The Real War on Science - rch
http://www.city-journal.org/html/real-war-science-14782.html
======
mudil
Political science is a joke. Scientists who supposedely study this science are
nothing more than left ideologues. Consider this. According to the latest 2010
census, 72% of African American kids are born to single mothers. How is it not
a failure of political science that in the 21st century the political science
cannot deliver results, via appropriate legislations, that will actually be
beneficial to black minority? By the same reasoning, it's a failure of
representation by Democrats, who represent blacks through and through.

------
alphapapa
Very well-written article. The examples he gives of studies which supposedly
show right-wing prejudice are amazing in how biased the _studies_ themselves
are!

> For instance, one study explored ethical decision making by asking people
> whether they would formally support a female colleague’s complaint of sexual
> harassment. There was no way to know if the complaint was justified, but
> anyone who didn’t automatically side with the woman was put in the unethical
> category.

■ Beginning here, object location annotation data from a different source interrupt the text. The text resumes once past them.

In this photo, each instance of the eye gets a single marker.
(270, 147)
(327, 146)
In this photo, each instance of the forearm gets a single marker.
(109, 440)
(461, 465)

Another study asked people whether they believed that “in the long
> run, hard work usually brings a better life”—and then classified a yes
> answer as a “rationalization of inequality.” Another study asked people if
> they agreed that “the Earth has plenty of natural resources if we just learn
> how to develop them”—a view held by many experts in resource economics, but
> the psychologists pathologized it as a “denial of environmental realities.”

And, of course, this story gets downvoted on HN. Not big surprise. :/